Angie firmly believed that television had a 'morally responsible role' to play in exposing social injustice, for the most part by pointing the finger at the faceless bureaucrats in local government, who were invariably, rightly or wrongly, cast as the villains of the piece. Chase's attitude was more sanguine. He couldn't whip up enthusiasm for the socially deprived, even though he readily acknowledged that they probably got a raw deal.
'If you don't want to go, then we won't,' Angie said, noticing his pensive expression. 'I just thought you might like to get out and meet some people. You work all day in the lab, come home, and collapse in a chair.'
'I'm an unsocial slob,' Chase agreed, collecting the plates and stacking them in the sink. 'Sure, let's go. Just as long as they don't expect me to give a lantern slide lecture on the mating habits of the walrus.'
'What does the walrus do that's so different?'
Chase thrust out his jaw. 'Very difficult to describe. But I could demonstrate if you like.'
Angie slapped his wrist. 'Not on a full stomach, darling.'
He made a grab for her and she ran off, squealing.

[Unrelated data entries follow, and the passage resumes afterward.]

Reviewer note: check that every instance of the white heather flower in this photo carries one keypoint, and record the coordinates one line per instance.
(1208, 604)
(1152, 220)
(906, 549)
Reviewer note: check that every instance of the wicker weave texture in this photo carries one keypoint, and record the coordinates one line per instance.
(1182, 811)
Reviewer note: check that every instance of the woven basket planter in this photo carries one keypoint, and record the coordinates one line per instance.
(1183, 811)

Three months ago they would have made love without a second bidding, he thought, standing at the sink and mechanically washing up, full stomach or not. In the first month he couldn't remember doing much else. He was hanging up the dish cloth when the phone rang. Angie's voice floated through the hiss of water in the shower as he took the call in the corner alcove at one end of the L-shaped livingroom. 'I heard it,' he yelled back, picking up the phone.

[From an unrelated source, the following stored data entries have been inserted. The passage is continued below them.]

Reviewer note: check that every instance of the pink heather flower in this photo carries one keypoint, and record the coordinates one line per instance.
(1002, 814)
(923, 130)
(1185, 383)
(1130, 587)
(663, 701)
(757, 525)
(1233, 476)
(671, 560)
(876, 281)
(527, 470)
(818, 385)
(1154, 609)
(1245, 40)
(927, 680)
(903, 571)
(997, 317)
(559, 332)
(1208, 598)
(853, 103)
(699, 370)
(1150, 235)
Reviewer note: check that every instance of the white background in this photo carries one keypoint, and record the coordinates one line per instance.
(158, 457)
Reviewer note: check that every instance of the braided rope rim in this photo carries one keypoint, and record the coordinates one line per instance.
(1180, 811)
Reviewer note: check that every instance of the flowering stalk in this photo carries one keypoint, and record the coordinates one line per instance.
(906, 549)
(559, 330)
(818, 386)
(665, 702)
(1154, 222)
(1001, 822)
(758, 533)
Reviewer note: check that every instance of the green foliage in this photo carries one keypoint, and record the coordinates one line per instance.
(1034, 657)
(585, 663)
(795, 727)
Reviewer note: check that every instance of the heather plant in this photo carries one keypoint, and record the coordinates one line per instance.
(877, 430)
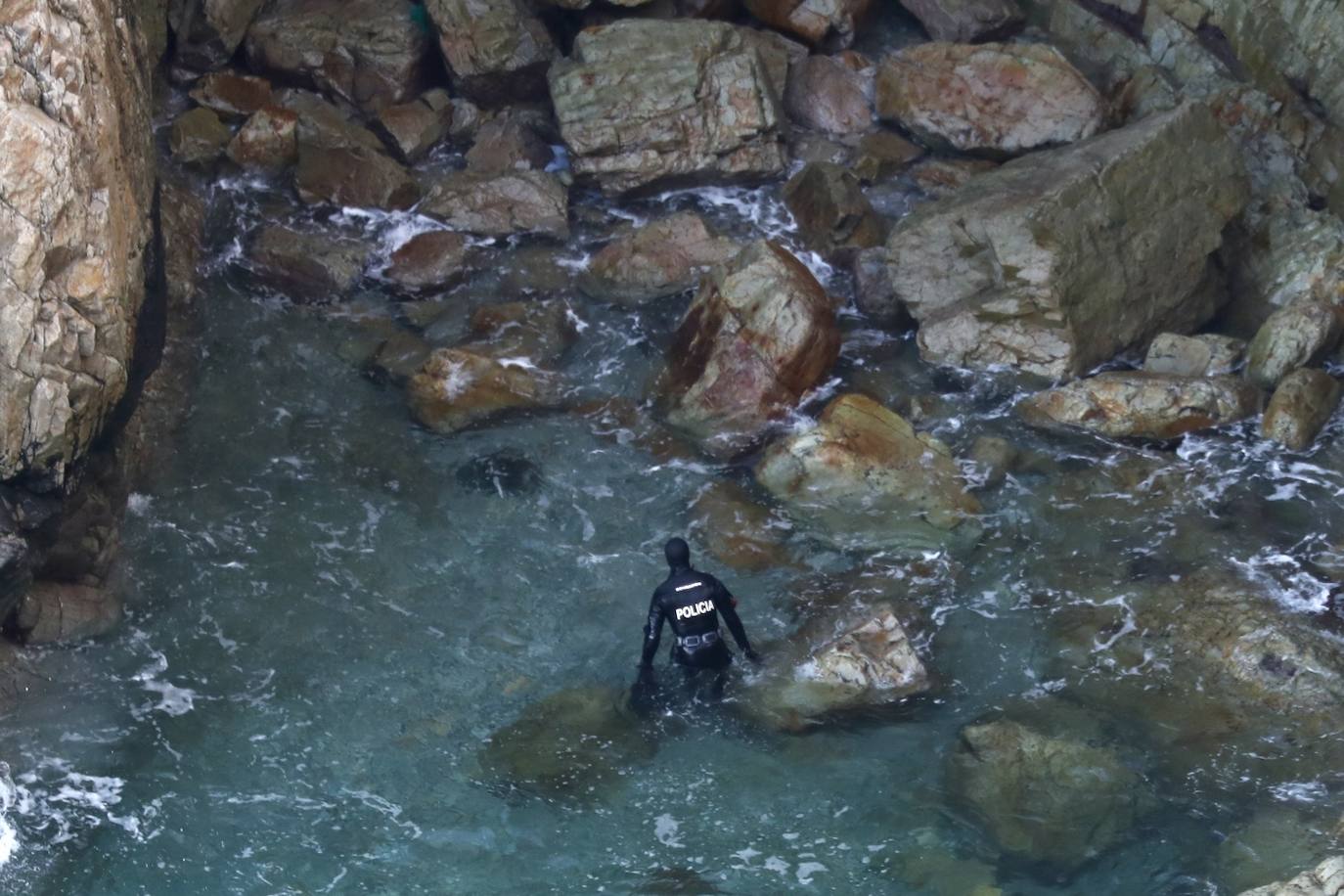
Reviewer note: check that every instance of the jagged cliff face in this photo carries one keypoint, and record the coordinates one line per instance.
(77, 177)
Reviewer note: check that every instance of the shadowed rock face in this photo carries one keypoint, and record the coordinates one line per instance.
(759, 334)
(711, 113)
(1055, 262)
(865, 477)
(1142, 405)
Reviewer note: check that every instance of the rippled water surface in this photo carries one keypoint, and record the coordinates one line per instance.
(327, 621)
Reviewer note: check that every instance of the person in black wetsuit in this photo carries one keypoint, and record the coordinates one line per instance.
(691, 602)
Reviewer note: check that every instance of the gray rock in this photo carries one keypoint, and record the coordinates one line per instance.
(428, 262)
(496, 50)
(1300, 407)
(198, 137)
(865, 478)
(1027, 265)
(661, 258)
(710, 114)
(966, 21)
(1292, 337)
(832, 94)
(1042, 798)
(413, 128)
(312, 267)
(208, 31)
(499, 204)
(370, 53)
(999, 98)
(352, 177)
(759, 334)
(832, 214)
(1142, 405)
(1204, 355)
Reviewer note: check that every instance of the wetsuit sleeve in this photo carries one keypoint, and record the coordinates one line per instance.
(652, 632)
(728, 607)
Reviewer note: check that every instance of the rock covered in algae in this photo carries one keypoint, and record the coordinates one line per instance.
(575, 743)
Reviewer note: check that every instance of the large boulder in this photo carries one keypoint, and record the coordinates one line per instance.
(824, 23)
(370, 53)
(499, 204)
(660, 258)
(863, 477)
(859, 659)
(1142, 405)
(711, 113)
(1300, 407)
(496, 50)
(759, 334)
(208, 31)
(1043, 798)
(77, 177)
(995, 97)
(966, 21)
(1055, 262)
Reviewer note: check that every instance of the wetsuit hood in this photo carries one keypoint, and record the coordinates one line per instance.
(678, 554)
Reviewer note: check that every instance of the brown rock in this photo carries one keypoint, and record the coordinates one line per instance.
(661, 258)
(198, 137)
(230, 94)
(352, 177)
(999, 98)
(268, 140)
(830, 209)
(824, 23)
(1300, 407)
(830, 93)
(759, 334)
(499, 204)
(427, 262)
(1142, 405)
(413, 128)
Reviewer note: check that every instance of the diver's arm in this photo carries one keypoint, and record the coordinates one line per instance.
(652, 632)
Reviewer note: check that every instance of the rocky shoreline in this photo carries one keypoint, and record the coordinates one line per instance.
(1129, 214)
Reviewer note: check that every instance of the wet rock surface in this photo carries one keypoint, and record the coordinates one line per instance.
(1021, 266)
(711, 114)
(759, 334)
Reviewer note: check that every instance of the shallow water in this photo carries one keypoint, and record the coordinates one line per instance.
(327, 623)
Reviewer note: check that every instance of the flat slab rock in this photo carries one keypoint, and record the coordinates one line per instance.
(711, 113)
(1055, 262)
(1142, 405)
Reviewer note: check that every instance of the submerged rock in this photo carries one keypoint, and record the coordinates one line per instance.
(352, 177)
(1204, 355)
(660, 258)
(428, 261)
(312, 267)
(1296, 336)
(832, 214)
(759, 334)
(575, 743)
(710, 114)
(1300, 407)
(966, 21)
(1142, 405)
(832, 94)
(502, 204)
(1002, 98)
(858, 659)
(1028, 265)
(496, 50)
(370, 53)
(826, 23)
(863, 477)
(1042, 798)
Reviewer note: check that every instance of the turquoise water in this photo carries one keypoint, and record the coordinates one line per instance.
(326, 625)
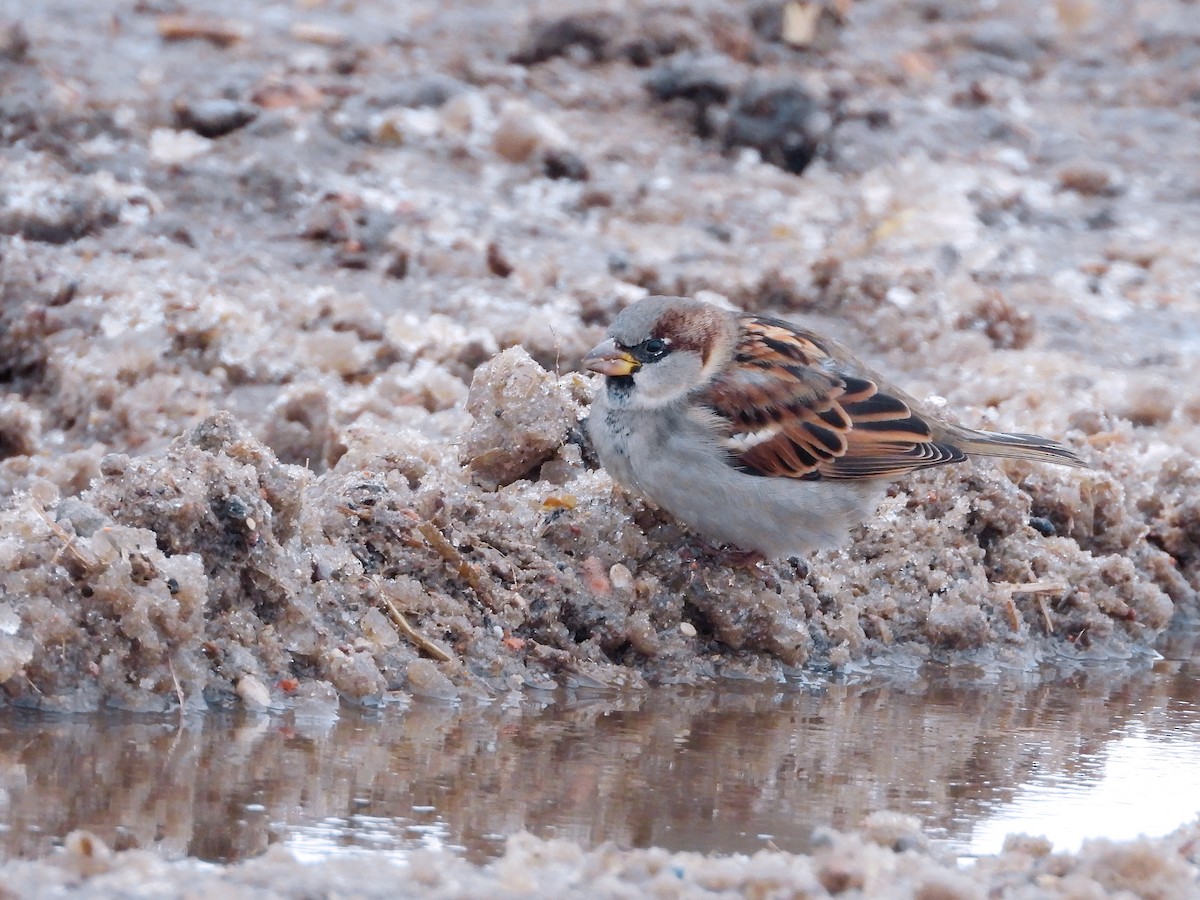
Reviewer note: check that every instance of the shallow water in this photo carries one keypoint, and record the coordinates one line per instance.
(1104, 750)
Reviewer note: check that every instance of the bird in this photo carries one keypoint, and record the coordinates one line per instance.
(760, 436)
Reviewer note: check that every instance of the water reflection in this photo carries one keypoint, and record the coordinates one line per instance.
(713, 771)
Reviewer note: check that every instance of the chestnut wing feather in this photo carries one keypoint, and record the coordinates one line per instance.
(792, 413)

'Hello, Gav, how are you?'
He recognized the voice; and only one person called him Gav.
'Hello, Nick. How's the Lebanese Red?'
Nick chuckled. 'Too bloody expensive. I'm thinking of trying glue-sniffing. What are you up to these days?'
'The same,' Chase replied, flopping down crossways in an armchair. 'Developing a squint from staring down a microscope all day. What's happening with you?'
'That's what I'm calling you about. How do you fancy a holiday, absolutely free, all expenses paid?'
'You've gone into the travel business?'
'There's a conference in Geneva in two weeks time, the ninth onward for four days. The UN is sponsoring delegates from British universities and I've put my name down, but there are still a few places open. How about it?